Pour revenir au cas de la Guinée, ce serait d’abord bien d’apprécier la volonté des autorités de s’inscrire dans une logique de transparence et d’équilibre. En effet, à la différence d’autres pays, le décret du 09 décembre 2021 apporte une clarification majeure. Il précise que la redevance sur les transactions électroniques sera payée par les sociétés ayant reçu des ressources de l’Etat par le biais de l’ARPT pour la fourniture de leurs services de transactions électroniques.  En terme simple, les sociétés concernées paieront une contrepartie pour l’utilisation des ressources attribuées par l’ARPT (les codes USSD par exemple) ou les services de confiance mis en place par l’ARPT (certification des réseaux…). Cette approche est à apprécier car elle répond à la notion de redevance et annonce la mise en place prochaine de mécanismes de certification et de sécurisation des réseaux dans le but ultime de protéger les utilisateurs que nous sommes.

Cependant, avant l’introduction d’une telle redevance, il serait prudent de prendre en considération plusieurs facteurs et d’analyser plusieurs données afin d’évaluer les impacts possibles sur l’industrie et la SNIF (Stratégie nationale d’inclusion financière).
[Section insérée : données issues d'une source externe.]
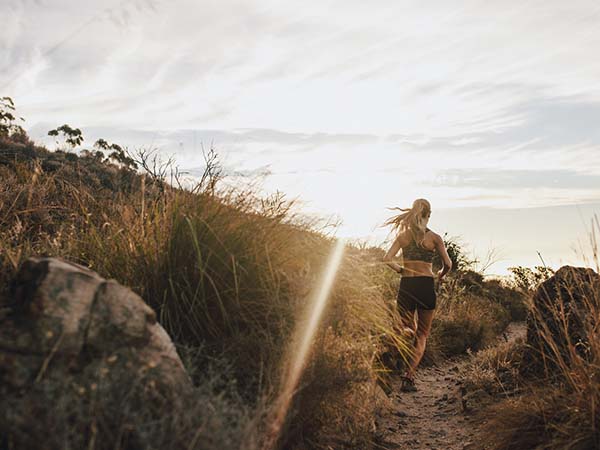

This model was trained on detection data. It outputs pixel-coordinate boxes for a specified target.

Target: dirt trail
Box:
[378,323,526,450]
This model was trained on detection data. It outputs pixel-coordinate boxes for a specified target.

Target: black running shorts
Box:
[398,277,436,312]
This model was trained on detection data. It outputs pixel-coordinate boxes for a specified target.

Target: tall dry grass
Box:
[474,217,600,450]
[0,135,401,448]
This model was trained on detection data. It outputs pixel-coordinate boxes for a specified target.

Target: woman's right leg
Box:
[407,309,435,378]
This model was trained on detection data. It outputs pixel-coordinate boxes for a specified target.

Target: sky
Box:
[0,0,600,274]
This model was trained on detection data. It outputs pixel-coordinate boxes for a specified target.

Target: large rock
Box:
[0,258,192,448]
[522,266,600,373]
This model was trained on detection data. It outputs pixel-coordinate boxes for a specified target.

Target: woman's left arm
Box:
[435,234,452,280]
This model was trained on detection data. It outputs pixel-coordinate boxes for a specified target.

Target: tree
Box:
[0,97,26,137]
[508,266,554,293]
[48,124,83,148]
[94,139,138,169]
[433,233,477,271]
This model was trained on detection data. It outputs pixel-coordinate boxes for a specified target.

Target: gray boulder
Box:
[0,258,192,448]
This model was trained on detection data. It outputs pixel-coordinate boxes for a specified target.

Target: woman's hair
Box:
[384,198,431,247]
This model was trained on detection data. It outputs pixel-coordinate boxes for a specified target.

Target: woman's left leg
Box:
[406,309,435,378]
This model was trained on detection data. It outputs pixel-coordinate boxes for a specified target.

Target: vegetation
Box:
[0,99,536,448]
[0,104,404,448]
[467,239,600,450]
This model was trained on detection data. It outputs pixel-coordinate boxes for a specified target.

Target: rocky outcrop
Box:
[522,266,600,372]
[0,258,192,448]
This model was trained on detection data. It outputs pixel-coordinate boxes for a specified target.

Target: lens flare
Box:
[265,240,344,449]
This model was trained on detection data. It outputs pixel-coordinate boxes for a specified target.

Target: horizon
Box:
[0,0,600,275]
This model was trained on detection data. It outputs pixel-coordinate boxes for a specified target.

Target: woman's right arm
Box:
[382,233,408,273]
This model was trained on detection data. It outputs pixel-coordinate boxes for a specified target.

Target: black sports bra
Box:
[402,228,435,263]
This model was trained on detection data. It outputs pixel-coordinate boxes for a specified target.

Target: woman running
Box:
[383,198,452,391]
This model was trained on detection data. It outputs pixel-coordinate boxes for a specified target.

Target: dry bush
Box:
[478,223,600,450]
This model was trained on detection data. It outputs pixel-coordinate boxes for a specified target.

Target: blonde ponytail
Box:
[384,198,431,247]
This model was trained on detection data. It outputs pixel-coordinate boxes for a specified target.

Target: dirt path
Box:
[378,323,525,450]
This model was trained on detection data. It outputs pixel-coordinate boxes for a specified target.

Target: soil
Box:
[377,323,526,450]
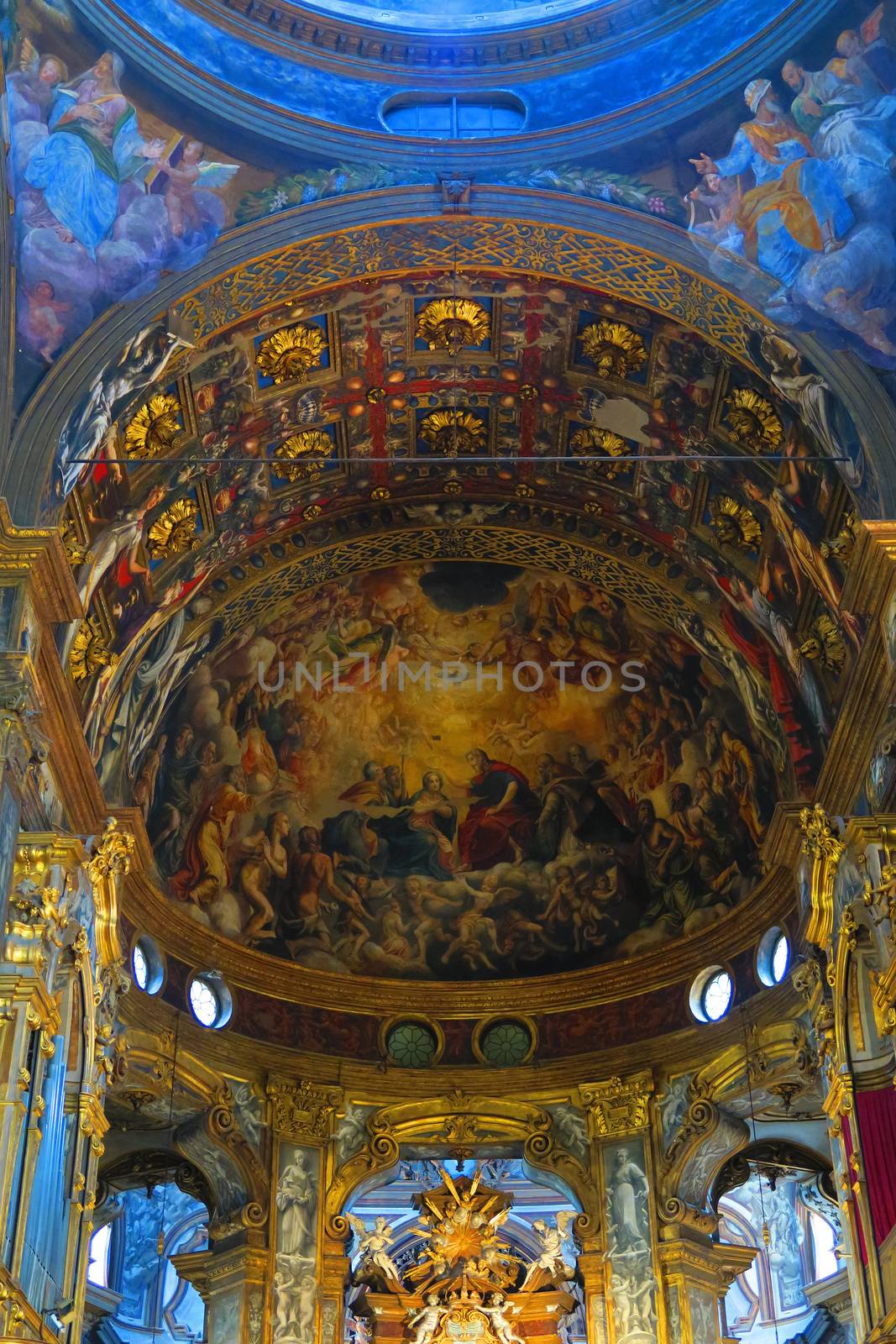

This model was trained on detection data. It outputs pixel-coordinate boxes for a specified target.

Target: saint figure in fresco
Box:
[458,748,542,869]
[369,770,457,878]
[24,51,163,257]
[690,79,854,285]
[170,784,253,906]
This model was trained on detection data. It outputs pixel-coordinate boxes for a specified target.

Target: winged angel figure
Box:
[520,1210,576,1293]
[347,1214,403,1292]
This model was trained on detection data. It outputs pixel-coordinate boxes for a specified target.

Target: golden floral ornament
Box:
[799,802,845,863]
[710,495,762,551]
[125,392,183,459]
[417,298,490,354]
[69,616,118,683]
[274,428,333,481]
[724,387,784,453]
[148,499,199,560]
[255,323,327,383]
[582,321,647,378]
[421,410,486,457]
[569,426,631,481]
[799,612,846,676]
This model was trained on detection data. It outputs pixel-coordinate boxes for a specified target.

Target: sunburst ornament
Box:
[582,321,647,378]
[274,428,333,481]
[255,323,327,383]
[710,495,762,551]
[569,426,631,480]
[724,387,784,453]
[69,616,118,684]
[125,392,183,459]
[417,298,489,354]
[421,410,486,457]
[799,612,846,676]
[146,499,199,560]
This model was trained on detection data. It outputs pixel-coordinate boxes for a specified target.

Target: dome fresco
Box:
[4,0,896,1011]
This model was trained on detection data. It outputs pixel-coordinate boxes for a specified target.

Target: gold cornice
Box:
[118,962,804,1085]
[0,499,81,622]
[117,843,795,1017]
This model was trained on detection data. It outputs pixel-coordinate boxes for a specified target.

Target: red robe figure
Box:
[458,748,540,871]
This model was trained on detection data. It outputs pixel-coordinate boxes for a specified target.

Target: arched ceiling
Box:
[0,0,896,1032]
[54,267,860,979]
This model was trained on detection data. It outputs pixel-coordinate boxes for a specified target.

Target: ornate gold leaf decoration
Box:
[569,426,631,480]
[69,616,118,683]
[820,509,858,564]
[710,495,762,551]
[799,612,846,676]
[267,1078,340,1140]
[148,499,199,560]
[255,324,327,383]
[274,428,333,481]
[582,321,647,378]
[421,410,486,457]
[62,516,92,570]
[125,392,181,459]
[579,1073,652,1138]
[799,802,844,863]
[724,387,784,453]
[417,298,489,354]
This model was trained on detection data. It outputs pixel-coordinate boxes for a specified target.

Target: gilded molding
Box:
[267,1078,341,1142]
[579,1071,652,1138]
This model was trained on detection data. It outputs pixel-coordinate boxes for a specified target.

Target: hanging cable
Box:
[740,1004,780,1344]
[152,1013,180,1344]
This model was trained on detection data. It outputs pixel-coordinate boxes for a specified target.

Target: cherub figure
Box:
[348,1214,401,1290]
[520,1210,576,1293]
[479,1293,524,1344]
[159,139,239,238]
[407,1293,448,1344]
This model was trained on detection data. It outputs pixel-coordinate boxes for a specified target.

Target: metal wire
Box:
[740,1004,780,1344]
[70,453,851,468]
[152,1013,180,1344]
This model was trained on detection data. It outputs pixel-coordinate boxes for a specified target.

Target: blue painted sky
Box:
[110,0,787,132]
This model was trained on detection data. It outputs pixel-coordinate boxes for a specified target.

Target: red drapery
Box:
[856,1087,896,1246]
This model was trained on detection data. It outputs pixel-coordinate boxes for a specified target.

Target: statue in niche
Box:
[336,1100,368,1165]
[549,1102,589,1164]
[277,1149,317,1255]
[479,1293,524,1344]
[274,1252,317,1344]
[407,1293,448,1344]
[610,1147,649,1250]
[605,1141,657,1344]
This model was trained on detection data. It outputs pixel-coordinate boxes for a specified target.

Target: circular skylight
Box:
[190,970,233,1026]
[688,966,735,1023]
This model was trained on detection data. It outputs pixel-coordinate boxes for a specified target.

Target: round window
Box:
[688,966,735,1021]
[130,934,165,995]
[700,970,735,1021]
[479,1020,532,1066]
[190,970,233,1026]
[385,1021,438,1068]
[771,932,790,985]
[757,927,790,988]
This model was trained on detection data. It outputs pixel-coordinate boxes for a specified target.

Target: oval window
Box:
[188,970,233,1028]
[381,92,527,139]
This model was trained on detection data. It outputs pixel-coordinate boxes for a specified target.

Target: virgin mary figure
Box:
[24,51,163,257]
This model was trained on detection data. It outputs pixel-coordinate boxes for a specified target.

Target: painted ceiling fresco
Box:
[4,0,896,401]
[120,560,778,979]
[47,273,864,979]
[2,0,896,979]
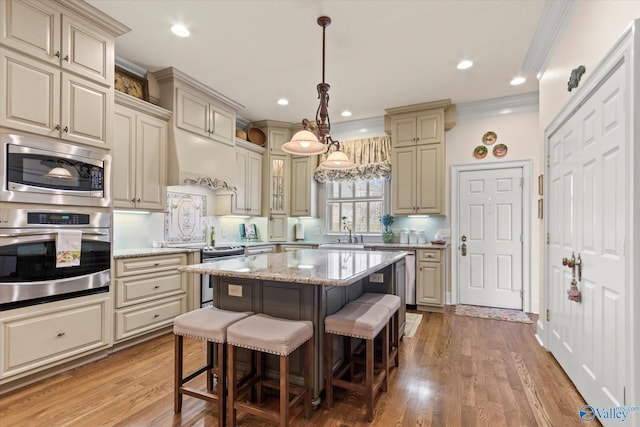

Cette analyse permettrait de déterminer l’urgence d’introduire cette redevance dans l’immédiat, et si c’est le cas, de fixer un montant ou un taux proportionnel et flexible pour la redevance.

En fait, une telle redevance doit être équitable, proportionnelle et en principe exclure certains types de transaction utilisant ce procédé (paiement des taxes, des salaires, des pensions, des subventions et la distribution de fonds pour des raisons humanitaires…). Ces méthodes de règlements permettent de limiter la perte des recettes pour l’Etat mais aussi aident les personnes vulnérables et éloignées à intégrer et se maintenir dans le circuit financier ordinaire à moindre coût. Dès lors, on se demanderait s’il est ‘’SMART’’ de décourager ces modes de règlement ? Ou s’il est juste de taxer des sociétés pour des règlements effectués pour le compte de l’Etat ? Le débat reste ouvert.

S’agissant de l’impact sur la SNIF, par exemple, entre 2014 et 2017, l’utilisation des moyens de paiement électroniques a progressé de 1,5% à 13,8 %. La poursuite de cette progression pourrait être freinée par la limitation des investissements des acteurs privés notamment dans les zones reculées et non rentables (si la redevance a un impact significatif sur leurs marges) ou le désabonnement des utilisateurs en raison des surcoûts (s’il arrivait qu’ils supportent une partie de la redevance).

Pour finir, je recommanderais qu’il soit mis en place un cadre de discussion impliquant toutes les parties prenantes afin de prendre des décisions sur la base de données et d’analyses approfondies sur les impacts immédiats et futurs qui seront occasionnés par l’introduction d’une telle redevance dans un cadre global. Cette approche permettrait de trouver un équilibre afin que, Etat, investisseurs et utilisateurs sortent gagnants.